请移步到我的Blog,获得更好的阅读体验!本文的链接请点这里
起因
我的博客系统的文章是直接使用gitbook保存的markdown文档,后端使用marked.js来解析markdown文档。
因为gitbook比较优秀,markdown进行了语法扩展,拿gitbook写文章也就更爽了。但是,这样问题就出现了,marked.js无法解析gitbook扩展的语法,所以我们就需要手动去解析这些扩展的markdown语法。
marked.js如何扩展语法?
想要扩展语法,也就需要深入了解marked.js的工作机制。
marked.js的工作机制:
创建Lexer(词法解析器)实例:
const lexer = new marked.Lexer()
lexer将markdown字符串解析成tokens(tokens是官方文档的叫法,按照我的理解应该是markdown节点(node)):
const tokens = lexer.lex(md)
接下来创建Parser(解析器)实例:
const parser = new marked.Parser()
调用parser.parse()来解析tokens,生成html字符串:
const html = parser.parse(tokens)
到这里,marked.js的工作机制就完了。
那么,我们需要修改的部分也就很清晰了,我们需要修改lexer的生成tokens函数、parser的解析函数以及渲染函数。
如何修改Lexer生成token的函数?
我看了marked.js的源码发现,lexer生成token的函数是一个名为token的函数,这个函数的代码是这样的:
marked.Lexer.prototype.token = function (src, top) {
src = src.replace(/^ +$/gm, '');
var next,
// ...;
while (src) {
// newline
if (cap = this.rules.newline.exec(src)) {
src = src.substring(cap[0].length);
if (cap[0].length > 1) {
this.tokens.push({
type: 'space'
});
}
}
// ...
}
//...
}
也就是,lexer用while循环来使用正则表达式进行判断是否符合语法,如果符合就push到tokens,然后切割字符串进行下次循环。我们就如法炮制一条正则表达式和循环中的代码块:
const customRules = {
hint: /^{% hint style="([a-z]+)" %}\n(.*)?(\n{% endhint %})/
}
// 将自定义的rule添加到词法解析器
marked.Lexer.rules = Object.assign(marked.Lexer.rules,customRules)
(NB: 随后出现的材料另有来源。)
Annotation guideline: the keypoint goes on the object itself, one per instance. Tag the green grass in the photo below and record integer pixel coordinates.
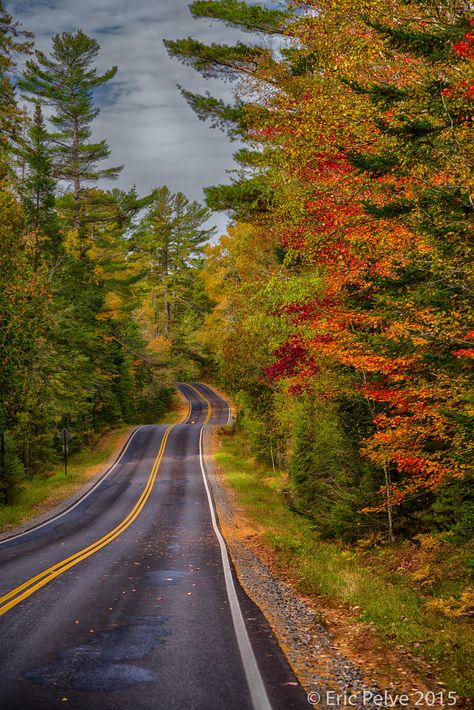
(39, 494)
(394, 607)
(42, 492)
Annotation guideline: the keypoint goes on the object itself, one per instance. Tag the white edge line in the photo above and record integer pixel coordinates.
(229, 418)
(83, 497)
(86, 495)
(255, 682)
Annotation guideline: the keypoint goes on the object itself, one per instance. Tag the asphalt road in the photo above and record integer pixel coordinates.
(127, 600)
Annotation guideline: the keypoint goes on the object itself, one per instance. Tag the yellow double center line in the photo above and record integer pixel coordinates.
(209, 406)
(23, 591)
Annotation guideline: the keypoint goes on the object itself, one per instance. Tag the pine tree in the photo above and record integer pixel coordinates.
(66, 82)
(168, 246)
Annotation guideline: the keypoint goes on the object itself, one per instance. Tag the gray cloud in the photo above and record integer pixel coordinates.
(149, 126)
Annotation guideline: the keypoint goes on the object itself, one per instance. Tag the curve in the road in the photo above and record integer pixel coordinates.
(158, 619)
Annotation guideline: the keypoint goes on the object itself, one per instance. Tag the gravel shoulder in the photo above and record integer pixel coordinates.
(329, 650)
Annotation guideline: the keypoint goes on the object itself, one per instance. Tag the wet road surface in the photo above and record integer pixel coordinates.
(127, 600)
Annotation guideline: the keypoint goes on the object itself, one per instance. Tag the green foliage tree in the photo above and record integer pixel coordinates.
(66, 82)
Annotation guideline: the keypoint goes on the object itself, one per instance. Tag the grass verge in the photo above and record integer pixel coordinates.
(392, 604)
(43, 493)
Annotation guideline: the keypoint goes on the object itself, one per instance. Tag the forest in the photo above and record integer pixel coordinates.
(343, 290)
(337, 309)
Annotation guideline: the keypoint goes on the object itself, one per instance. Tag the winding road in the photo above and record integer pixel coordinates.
(128, 600)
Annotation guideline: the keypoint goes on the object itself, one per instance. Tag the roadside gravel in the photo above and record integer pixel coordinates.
(51, 512)
(310, 646)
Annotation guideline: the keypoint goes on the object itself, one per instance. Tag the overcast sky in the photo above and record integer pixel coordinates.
(147, 123)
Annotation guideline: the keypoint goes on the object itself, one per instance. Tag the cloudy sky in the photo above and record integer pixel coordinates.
(147, 123)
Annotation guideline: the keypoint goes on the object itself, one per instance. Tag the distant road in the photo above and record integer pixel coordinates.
(127, 600)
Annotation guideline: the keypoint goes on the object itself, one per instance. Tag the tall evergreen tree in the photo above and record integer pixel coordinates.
(66, 82)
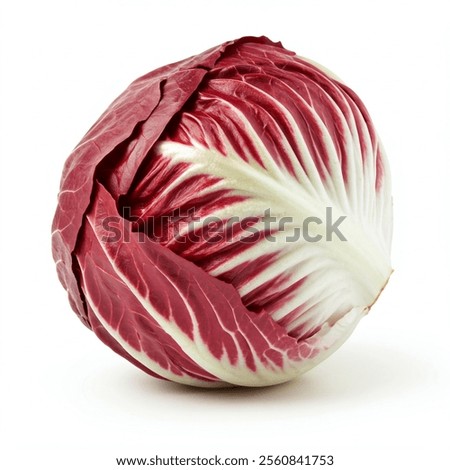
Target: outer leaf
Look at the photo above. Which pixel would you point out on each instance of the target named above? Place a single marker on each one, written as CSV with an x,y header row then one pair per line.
x,y
181,323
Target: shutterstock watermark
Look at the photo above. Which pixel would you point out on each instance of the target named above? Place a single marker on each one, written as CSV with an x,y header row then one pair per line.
x,y
190,227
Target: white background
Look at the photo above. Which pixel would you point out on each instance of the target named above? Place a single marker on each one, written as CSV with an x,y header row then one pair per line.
x,y
381,401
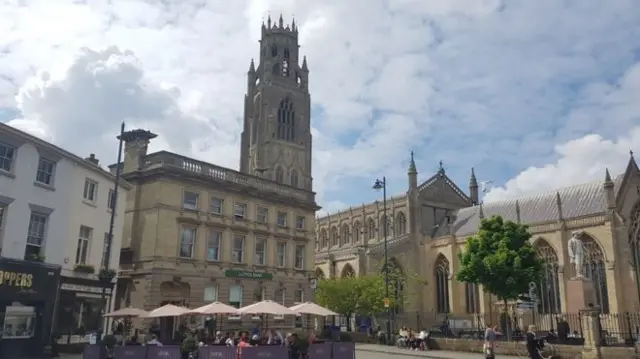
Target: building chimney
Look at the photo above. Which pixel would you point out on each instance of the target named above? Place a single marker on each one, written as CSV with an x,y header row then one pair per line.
x,y
92,158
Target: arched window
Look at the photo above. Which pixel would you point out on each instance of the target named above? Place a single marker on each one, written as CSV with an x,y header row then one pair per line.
x,y
549,286
442,284
279,175
386,230
324,239
344,238
334,236
371,229
396,281
634,242
235,296
594,268
355,233
472,298
347,271
286,121
401,224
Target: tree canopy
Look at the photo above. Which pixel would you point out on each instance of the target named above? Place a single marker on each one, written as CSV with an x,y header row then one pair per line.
x,y
352,295
501,258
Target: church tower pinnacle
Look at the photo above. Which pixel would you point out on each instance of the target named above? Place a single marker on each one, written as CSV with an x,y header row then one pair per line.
x,y
276,137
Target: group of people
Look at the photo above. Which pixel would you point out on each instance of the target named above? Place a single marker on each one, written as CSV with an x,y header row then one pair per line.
x,y
408,339
533,342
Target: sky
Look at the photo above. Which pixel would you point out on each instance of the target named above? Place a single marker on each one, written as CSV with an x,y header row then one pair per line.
x,y
534,95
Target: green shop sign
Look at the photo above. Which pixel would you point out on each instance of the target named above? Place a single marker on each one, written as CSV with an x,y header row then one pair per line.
x,y
239,273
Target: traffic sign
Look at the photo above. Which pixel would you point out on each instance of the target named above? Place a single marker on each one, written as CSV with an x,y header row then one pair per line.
x,y
525,305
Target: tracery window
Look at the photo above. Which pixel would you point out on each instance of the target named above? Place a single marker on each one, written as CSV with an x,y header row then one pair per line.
x,y
442,284
334,236
595,269
286,121
549,286
344,238
401,224
634,241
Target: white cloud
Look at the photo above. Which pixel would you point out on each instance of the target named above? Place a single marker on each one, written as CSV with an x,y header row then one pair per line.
x,y
583,159
457,80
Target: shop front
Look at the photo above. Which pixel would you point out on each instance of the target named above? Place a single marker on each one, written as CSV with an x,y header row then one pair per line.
x,y
28,294
80,307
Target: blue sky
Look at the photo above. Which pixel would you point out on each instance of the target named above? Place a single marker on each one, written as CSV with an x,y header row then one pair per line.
x,y
533,94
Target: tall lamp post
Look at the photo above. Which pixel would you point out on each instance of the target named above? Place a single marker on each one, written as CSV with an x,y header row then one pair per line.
x,y
382,185
104,272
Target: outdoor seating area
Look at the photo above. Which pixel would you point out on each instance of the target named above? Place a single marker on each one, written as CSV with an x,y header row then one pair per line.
x,y
207,342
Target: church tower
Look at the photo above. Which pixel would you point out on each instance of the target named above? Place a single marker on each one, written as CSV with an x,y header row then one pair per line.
x,y
276,138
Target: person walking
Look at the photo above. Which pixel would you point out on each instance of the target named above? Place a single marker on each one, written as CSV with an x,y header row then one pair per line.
x,y
533,343
490,336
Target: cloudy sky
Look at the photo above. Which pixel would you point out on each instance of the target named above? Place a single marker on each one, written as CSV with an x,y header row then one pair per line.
x,y
533,94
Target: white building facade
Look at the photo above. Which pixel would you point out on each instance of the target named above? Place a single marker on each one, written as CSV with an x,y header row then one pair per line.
x,y
55,207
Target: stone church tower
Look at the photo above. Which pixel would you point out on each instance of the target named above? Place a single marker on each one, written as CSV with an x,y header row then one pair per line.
x,y
276,139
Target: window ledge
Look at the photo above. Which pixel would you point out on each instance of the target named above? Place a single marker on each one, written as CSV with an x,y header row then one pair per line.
x,y
7,174
48,187
89,203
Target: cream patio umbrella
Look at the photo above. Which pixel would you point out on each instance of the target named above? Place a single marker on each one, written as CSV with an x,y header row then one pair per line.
x,y
312,308
214,308
168,310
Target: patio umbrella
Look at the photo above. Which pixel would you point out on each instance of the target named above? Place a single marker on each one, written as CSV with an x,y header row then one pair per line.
x,y
168,310
312,309
214,308
266,307
128,312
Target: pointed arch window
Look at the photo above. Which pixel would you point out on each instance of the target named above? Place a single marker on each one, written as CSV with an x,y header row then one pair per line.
x,y
472,298
344,238
634,242
386,230
334,236
347,271
355,233
279,175
595,269
442,284
324,238
549,286
401,224
371,229
286,121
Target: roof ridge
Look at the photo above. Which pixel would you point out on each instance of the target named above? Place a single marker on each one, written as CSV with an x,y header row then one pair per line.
x,y
550,191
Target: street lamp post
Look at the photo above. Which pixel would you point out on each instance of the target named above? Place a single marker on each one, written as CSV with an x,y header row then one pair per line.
x,y
109,239
382,185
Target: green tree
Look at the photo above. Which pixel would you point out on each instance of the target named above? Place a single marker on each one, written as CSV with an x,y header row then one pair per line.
x,y
352,295
500,257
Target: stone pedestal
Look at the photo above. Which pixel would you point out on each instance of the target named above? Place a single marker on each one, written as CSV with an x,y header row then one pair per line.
x,y
581,294
591,332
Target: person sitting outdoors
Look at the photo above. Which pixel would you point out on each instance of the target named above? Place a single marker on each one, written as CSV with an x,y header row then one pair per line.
x,y
402,337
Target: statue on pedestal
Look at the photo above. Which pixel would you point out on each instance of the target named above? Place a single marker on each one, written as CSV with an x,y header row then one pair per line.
x,y
576,252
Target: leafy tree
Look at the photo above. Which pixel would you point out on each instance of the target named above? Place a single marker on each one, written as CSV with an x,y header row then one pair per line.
x,y
352,295
500,257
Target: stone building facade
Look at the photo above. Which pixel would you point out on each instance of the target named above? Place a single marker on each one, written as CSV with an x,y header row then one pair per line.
x,y
196,232
428,227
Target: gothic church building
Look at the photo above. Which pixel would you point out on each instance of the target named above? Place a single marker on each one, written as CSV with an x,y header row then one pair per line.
x,y
428,225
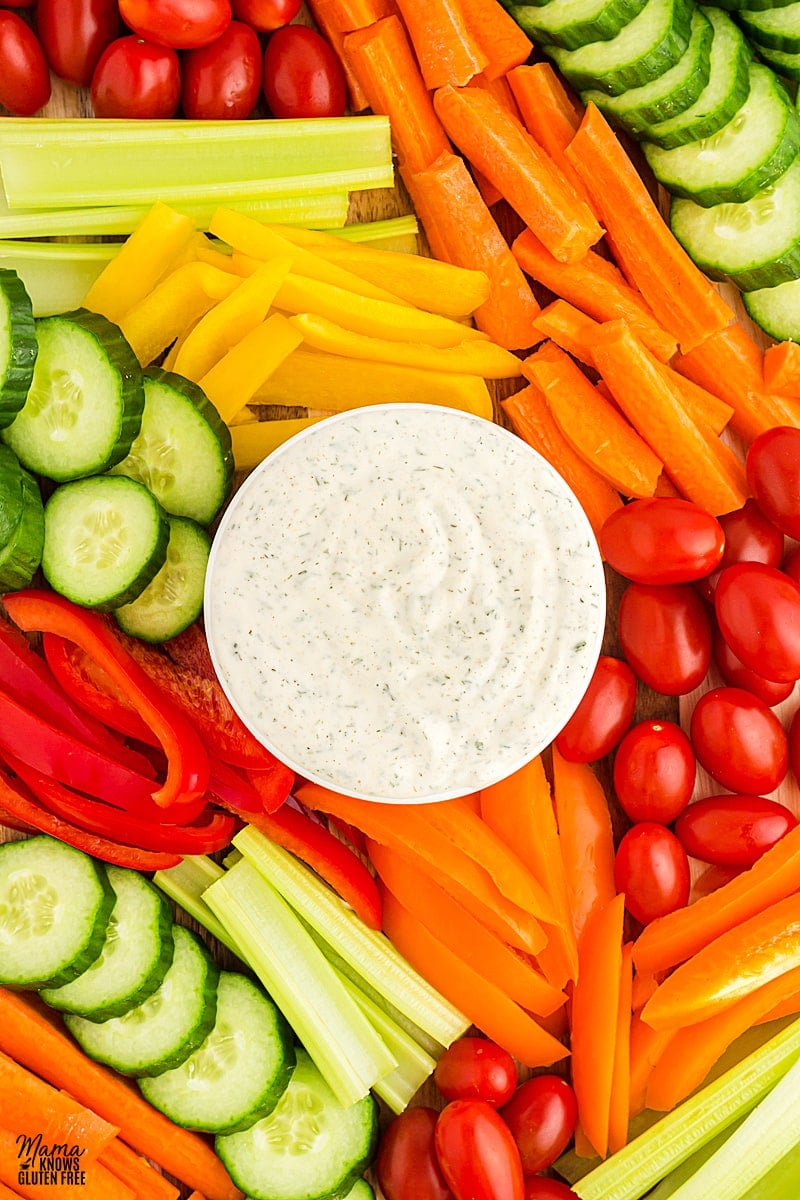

const lexer = new marked.Lexer();
// 源代码是merge了新的block rules,所以需要在实例上再添加一次
/*
block.normal = merge({}, block);
function Lexer(options) {
this.tokens = [];
this.tokens.links = Object.create(null);
this.options = options || marked.defaults;
this.rules = block.normal;
}
*/
Object.assign(lexer.rules,customRules)
// 重写词法解析器
marked.Lexer.prototype.token = function (src, top) {
src = src.replace(/^ +$/gm, '');
var next,
//...;
while (src) {
// newline
if (cap = this.rules.newline.exec(src)) {
src = src.substring(cap[0].length);
if (cap[0].length > 1) {
this.tokens.push({
type: 'space'
});
}
}
// 我们扩展的hint语法
// hint
if (cap = this.rules.hint.exec(src)) {
var lastToken = this.tokens[this.tokens.length - 1];
src = src.substring(cap[0].length);
this.tokens.push({
type: 'hint',
state:cap[1],
text: cap[2]
});
continue;
}
}
//...
这样,词法解析器就修改完成了,接下来我们需要修改Parser的解析函数用来生成对应hint语法的html
如何修改Parser解析?
依然是翻源码,找到parser的解析函数:tok
marked.Parser.prototype.tok = function() {
switch (this.token.type) {
case 'space': {
return '';
}
case 'hr': {
return this.renderer.hr();
}
//...
}
//...
}
我们需要在switch中增加一个case:
marked.Parser.prototype.tok = function() {
switch (this.token.type) {
case 'space': {
return '';
}
case 'hint': {
return this.renderer.hint(this.token.state, this.token.text);
}
case 'hr': {
return this.renderer.hr();
}
//...
}
//...
}
这里的`this.renderer.hint`调用的是渲染器的函数,也就是让marked.js知道怎么渲染hint语法:
// 新建渲染器
const renderer = new marked.Renderer()
const hintState={
info:``,
warning: ``,
danger: ``,
success: ``
}
// 自定义语法的渲染函数
renderer.hint = (state, text) => {
return `
${text.replace(/\n/g,'
')}
`
}
最后,将renderer传递给marked.js:
marked.setOptions({ renderer })
这样,我们就新扩展了markdown的语法啦
例:
const md = `{% hint style="info" %}
1
{% endhint %}
{% hint style="warning" %}
2
{% endhint %}
{% hint style="danger" %}
3
{% endhint %}
{% hint style="success" %}
4
{% endhint %}`
marked(md)
展示出来就是这个样子:
{% hint style="warning" %}
上面的代码是不完整的,下面贴上完整的代码
{% endhint %}
import marked from 'marked'
import hljs from 'highlight.js'
const customRules = {
hint: /^{% hint style="([a-z]+)" %}\n(.*)?(\n{% endhint %})/
}
// 将自定义的rule添加到词法解析器
marked.Lexer.rules = Object.assign(marked.Lexer.rules,customRules)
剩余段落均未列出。